The employer, the applicant, and those responding to the post all have credible positions. An employer has every right to require testing to find the best candidate and an applicant has every right to decline and move on. Let’s talk about testing during the job application process and the different ways it can be approached from both perspectives.

The first thing to ask is, “Who has the leverage?” Leverage swings back and forth between employers and applicants depending on the state of the job market. When applicants have the leverage, there is less of a chance they will be asked to jump over additional hurdles to get the position (or in the case above, even an interview). When employers have the leverage, they get picky and can afford to tighten the recruitment requirements.
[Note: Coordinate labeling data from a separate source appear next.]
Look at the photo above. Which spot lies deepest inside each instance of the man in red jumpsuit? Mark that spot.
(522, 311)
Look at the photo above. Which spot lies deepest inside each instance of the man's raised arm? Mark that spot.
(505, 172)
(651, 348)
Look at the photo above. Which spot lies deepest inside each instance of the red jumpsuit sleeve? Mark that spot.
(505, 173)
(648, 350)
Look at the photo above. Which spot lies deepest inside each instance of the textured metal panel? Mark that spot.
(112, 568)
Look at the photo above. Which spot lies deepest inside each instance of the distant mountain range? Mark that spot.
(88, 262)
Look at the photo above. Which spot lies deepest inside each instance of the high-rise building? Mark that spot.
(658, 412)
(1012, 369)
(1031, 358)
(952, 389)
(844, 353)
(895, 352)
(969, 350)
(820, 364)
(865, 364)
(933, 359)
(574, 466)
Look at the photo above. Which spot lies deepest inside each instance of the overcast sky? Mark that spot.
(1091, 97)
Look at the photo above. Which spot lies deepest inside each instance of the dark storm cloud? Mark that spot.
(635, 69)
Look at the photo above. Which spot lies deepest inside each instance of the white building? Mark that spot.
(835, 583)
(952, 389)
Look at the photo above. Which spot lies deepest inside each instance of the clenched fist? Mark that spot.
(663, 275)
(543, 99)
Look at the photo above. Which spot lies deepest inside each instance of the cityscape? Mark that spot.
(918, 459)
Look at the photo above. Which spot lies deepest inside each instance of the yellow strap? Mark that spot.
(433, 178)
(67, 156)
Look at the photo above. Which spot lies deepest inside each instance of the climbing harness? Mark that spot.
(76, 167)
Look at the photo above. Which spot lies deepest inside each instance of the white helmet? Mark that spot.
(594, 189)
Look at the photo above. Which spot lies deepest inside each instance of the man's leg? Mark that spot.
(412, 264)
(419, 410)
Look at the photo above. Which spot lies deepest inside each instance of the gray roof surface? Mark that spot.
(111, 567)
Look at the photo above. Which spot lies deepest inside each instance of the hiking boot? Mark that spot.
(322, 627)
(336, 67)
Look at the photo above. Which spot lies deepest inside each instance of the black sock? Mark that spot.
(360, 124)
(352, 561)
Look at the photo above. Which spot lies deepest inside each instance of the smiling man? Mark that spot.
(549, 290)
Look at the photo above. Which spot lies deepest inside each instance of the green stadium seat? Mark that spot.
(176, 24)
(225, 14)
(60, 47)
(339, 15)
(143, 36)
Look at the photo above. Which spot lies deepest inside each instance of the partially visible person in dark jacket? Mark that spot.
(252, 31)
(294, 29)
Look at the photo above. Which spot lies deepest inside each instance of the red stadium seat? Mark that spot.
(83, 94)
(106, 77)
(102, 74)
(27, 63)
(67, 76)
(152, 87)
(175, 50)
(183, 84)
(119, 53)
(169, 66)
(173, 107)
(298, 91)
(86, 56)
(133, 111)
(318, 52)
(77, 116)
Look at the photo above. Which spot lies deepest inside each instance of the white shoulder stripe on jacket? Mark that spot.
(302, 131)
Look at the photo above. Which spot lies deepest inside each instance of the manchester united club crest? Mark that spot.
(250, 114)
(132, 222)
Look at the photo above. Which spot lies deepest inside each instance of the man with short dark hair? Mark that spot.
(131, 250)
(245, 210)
There is no power equity between employers and job applicants, and the interview process is not symmetrical, meaning employers set the rules, and job seekers must follow those rules if they want the job. Testing is a recruitment requirement employers use as an extra level of insurance that their time and effort to find the right candidate will pay off. Tests can range from as simple as a couple of questions that must be answered to digitally submit a resume, up to highly complex (and intense) “whiteboard tests” or business proposals and presentations that applicants deliver during in-person interviews with a panel of decision-makers as an audience. The applicant must be willing to put in extra time and effort with no guarantee that they will advance in the process, and even risk being ghosted by the company to which they’ve applied, or they can expect to hear, “… well… I can tell you where you stand now.”

As a job seeker, your only power is to decide what makes sense to you. Your time and effort are valuable, especially if you are engaged in multiple job processes with multiple companies. In other words, employers can throw whatever testing requirements they want at you, but you have the right to move on. If you believe time-consuming testing isn’t in your best interests or you should be compensated for your time, cross that company off your list and focus on the next potential employer.

From the employer’s perspective, it’s reasonable to ask a potential employee to demonstrate their skills. On the other hand, in this digital age, recruitment efforts are no longer an internal matter. Every action a company takes can (and often does) end up online for public consumption. Employers requiring applicants to go the extra mile without even giving them the common courtesy of a notification of their status, it’s going to end up on Glassdoor, and savvy candidates that you may want will skip over you when they’re deciding where to apply. Ultimately, employers may want to consider that the time and effort of their applicants are just as important as theirs and offer compensation for people’s time and write it off as recruiting expense, or at least guarantee that applicants completing time-intensive testing are guaranteed an in-person interview to discuss the results of the test and hear their pitch for why they are the best candidate for the job.